このシリーズでは、多くのテニスの試合を見ているプロや解説者に、「この選手のここがスゴイ!」という着眼点を教えてもらう。試合観戦をより楽しむためのヒントにしてほしい。
第47回は、元デ杯日本代表チームコーチの増田健太郎氏が、先日の全仏オープンで四大大会初のベスト8入りを果たしたジョアオ・フォンセカに注目する。
ヤニック・シナーとカルロス・アルカラスが覇権を争う現在の男子テニス界だが、増田氏はその2人に割って入る可能性を秘めていると期待を寄せる。特にフォアハンドは、男子ツアーの中でも屈指の破壊力を持っているという。
「初めて彼を見た時、『この威力は普通のプロでは出せないな』と衝撃を受けました。自分のリズムで打てる時は本当に凄まじいスピードが出ますね」
その武器は、トップ選手を数多く見てきた増田氏の目にも、明確な「違い」として映っていた。アルカラスが打点を身体から遠くに取り、遠心力を生かして叩くタイプだとすれば、フォンセカは比較的身体に近い位置でボールを捉え、そこから強烈なパワーを加えていくタイプだそうだ。
「ラケット面を起こしてボールの後ろから叩いているので、打ち勝てる状態を作れています。打点も身体に近い方が、結果的にショットの安定感も高まります」
そのフォアへの絶対的な自信は、コート上の選択にも表れる。
「時にはダブルスラインの外まで回り込んででも、フォアで主導権を握りにいく場面があります。『久しぶりに(フェルナンド・)ゴンザレス級の回り込みを見たな』と思いました。それでもフォアでいきたい、という強い意思を感じます」
そういった姿勢も、フォンセカを他の若手と一線を画す存在にしている。この点も、増田氏が注目する理由の一つだろう。

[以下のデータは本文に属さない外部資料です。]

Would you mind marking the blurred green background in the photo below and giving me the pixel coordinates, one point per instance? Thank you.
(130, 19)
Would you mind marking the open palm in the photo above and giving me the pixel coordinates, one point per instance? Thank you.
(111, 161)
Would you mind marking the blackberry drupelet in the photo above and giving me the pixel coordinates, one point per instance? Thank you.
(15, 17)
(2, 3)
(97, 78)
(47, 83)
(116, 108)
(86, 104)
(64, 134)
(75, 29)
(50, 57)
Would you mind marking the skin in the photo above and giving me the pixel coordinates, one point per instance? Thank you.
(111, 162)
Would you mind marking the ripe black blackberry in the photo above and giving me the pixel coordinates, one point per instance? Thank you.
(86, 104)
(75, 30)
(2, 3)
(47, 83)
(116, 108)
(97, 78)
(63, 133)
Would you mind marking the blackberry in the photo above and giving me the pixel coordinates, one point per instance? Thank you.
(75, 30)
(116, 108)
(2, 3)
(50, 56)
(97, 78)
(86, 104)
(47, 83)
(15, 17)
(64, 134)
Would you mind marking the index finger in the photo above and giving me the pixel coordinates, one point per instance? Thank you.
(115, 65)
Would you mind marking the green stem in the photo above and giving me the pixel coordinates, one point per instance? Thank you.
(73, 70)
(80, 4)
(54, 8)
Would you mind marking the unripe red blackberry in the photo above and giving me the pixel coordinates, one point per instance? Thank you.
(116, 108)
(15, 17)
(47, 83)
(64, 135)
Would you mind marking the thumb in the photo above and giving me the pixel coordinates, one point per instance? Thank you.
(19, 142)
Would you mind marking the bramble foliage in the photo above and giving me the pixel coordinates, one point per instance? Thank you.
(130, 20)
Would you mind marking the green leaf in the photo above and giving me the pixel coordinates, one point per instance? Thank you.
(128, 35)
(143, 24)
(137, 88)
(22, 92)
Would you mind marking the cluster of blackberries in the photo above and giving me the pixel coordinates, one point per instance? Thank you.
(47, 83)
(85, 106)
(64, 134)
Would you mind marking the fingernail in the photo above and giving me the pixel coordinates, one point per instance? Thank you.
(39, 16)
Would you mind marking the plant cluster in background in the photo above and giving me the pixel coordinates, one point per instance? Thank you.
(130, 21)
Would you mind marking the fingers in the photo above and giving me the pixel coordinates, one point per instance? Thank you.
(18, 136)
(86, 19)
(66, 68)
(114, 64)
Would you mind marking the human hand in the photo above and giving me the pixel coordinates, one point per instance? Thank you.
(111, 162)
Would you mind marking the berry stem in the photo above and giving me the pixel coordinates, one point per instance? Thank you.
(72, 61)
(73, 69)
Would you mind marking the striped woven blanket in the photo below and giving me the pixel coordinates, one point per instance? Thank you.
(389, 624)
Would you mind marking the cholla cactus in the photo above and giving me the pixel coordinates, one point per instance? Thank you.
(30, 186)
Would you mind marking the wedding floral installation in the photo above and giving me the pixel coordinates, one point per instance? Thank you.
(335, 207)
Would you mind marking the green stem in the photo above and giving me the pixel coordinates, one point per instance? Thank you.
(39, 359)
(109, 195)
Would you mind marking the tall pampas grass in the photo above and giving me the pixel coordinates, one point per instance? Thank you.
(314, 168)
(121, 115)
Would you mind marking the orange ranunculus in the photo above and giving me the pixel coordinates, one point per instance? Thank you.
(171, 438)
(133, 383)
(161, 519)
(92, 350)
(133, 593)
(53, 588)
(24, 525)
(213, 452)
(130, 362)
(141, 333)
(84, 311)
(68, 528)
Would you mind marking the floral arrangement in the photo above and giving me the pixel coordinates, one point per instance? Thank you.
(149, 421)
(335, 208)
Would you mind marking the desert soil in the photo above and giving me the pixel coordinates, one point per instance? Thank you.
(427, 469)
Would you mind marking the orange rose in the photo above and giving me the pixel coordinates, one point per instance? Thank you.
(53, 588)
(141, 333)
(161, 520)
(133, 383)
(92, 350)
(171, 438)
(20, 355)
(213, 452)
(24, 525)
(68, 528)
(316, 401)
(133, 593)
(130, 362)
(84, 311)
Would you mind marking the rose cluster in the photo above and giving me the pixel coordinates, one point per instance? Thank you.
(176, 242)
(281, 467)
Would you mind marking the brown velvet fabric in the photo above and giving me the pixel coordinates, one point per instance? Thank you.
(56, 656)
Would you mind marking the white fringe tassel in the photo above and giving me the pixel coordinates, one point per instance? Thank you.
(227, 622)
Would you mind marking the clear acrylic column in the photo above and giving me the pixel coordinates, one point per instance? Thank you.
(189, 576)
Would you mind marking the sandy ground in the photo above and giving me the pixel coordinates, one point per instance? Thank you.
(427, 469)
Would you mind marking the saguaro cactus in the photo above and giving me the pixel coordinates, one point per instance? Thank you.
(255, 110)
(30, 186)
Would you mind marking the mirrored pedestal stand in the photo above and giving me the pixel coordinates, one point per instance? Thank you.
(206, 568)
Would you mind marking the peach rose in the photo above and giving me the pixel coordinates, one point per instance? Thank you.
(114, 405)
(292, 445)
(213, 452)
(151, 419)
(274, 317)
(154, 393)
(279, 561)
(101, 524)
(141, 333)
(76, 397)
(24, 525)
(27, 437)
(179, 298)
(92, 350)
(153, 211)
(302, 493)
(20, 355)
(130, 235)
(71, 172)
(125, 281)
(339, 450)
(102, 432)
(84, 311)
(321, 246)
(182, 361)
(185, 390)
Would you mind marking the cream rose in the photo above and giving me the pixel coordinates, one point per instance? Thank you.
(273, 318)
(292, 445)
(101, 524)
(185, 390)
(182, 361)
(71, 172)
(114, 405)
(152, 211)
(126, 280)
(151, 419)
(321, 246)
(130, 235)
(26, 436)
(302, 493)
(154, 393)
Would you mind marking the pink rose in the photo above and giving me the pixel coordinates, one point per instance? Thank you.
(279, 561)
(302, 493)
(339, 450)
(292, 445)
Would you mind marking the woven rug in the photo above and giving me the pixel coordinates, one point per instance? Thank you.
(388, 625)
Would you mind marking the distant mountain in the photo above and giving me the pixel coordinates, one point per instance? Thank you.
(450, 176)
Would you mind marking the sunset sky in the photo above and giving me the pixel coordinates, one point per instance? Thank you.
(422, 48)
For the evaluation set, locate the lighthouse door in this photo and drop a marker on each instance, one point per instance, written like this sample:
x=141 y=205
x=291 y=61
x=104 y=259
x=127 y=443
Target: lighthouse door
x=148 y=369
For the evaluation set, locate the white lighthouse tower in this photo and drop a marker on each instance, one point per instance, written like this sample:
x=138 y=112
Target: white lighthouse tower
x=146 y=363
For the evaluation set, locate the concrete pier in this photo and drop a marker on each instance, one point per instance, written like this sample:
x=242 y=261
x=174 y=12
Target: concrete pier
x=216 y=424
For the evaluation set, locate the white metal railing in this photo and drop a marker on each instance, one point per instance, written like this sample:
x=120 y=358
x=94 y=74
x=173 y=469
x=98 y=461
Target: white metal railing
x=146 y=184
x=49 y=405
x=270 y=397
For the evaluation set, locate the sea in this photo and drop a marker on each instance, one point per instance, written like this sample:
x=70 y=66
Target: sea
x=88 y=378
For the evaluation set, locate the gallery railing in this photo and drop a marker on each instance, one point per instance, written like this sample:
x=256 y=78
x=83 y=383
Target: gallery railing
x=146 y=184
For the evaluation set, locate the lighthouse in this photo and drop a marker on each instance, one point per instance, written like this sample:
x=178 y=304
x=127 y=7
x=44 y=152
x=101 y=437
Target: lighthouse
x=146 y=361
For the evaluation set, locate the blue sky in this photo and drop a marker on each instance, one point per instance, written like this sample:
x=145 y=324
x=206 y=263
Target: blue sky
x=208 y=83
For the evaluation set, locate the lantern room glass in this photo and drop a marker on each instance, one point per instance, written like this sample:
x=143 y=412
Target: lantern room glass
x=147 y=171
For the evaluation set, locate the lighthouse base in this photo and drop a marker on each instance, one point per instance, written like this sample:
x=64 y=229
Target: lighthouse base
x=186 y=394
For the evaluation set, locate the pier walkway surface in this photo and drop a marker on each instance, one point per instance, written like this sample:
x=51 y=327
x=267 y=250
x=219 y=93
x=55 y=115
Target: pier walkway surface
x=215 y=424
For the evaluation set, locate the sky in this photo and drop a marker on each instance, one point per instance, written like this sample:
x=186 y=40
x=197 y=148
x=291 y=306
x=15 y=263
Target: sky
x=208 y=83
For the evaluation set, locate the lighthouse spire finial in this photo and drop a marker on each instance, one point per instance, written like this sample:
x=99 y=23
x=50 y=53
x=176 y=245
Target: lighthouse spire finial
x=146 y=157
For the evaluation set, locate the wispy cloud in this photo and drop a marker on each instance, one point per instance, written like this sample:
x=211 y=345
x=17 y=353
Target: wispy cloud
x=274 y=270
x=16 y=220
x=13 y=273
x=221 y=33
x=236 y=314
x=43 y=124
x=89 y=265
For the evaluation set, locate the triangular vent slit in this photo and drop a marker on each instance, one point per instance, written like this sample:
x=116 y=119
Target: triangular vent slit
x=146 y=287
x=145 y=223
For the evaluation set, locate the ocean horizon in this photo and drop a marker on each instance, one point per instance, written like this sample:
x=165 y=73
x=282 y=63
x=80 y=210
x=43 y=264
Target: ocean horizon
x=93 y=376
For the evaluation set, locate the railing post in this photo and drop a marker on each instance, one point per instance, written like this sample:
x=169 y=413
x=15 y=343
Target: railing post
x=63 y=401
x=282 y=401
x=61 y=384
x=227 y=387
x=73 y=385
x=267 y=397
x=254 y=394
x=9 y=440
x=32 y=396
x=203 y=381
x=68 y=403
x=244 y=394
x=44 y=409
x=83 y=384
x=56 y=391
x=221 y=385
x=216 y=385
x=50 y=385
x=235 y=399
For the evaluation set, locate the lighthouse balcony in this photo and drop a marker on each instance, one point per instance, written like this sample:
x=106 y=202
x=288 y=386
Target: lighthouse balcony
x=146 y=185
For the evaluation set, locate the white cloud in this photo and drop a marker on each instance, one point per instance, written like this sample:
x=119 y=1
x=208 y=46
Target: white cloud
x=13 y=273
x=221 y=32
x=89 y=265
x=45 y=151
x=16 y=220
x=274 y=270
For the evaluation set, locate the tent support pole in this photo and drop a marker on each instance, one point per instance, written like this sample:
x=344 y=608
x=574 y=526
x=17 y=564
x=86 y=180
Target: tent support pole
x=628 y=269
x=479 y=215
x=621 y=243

「今の若い選手は、誰を見ても平均的に能力が高い。でも、何か一つでも突き抜けたものがある選手は、見ていて面白い。フォンセカは、まさにそのタイプですね」
“規格外のフォアハンド”を携え、今後はどんな旋風を巻き起こしてくれるのか。若き才能の歩みから、目が離せない。
◆Joao Fonseca /ジョアオ・フォンセカ(ブラジル)
2006年8月21日生まれ。身長188cm、体重81kg、右利き、両手BH。23年にプロ転向し、翌24年には「Next Gen ATPファイナルズ」を制覇。25年は2月の「アルゼンチンOP」(ATP250)で当時18歳にしてツアー初優勝を飾り、11月には自己最高ランキングの24位をマーク。今年は全仏オープンで自身初の四大大会ベスト8進出を果たした。破壊力抜群のフォアを最大の武器とする。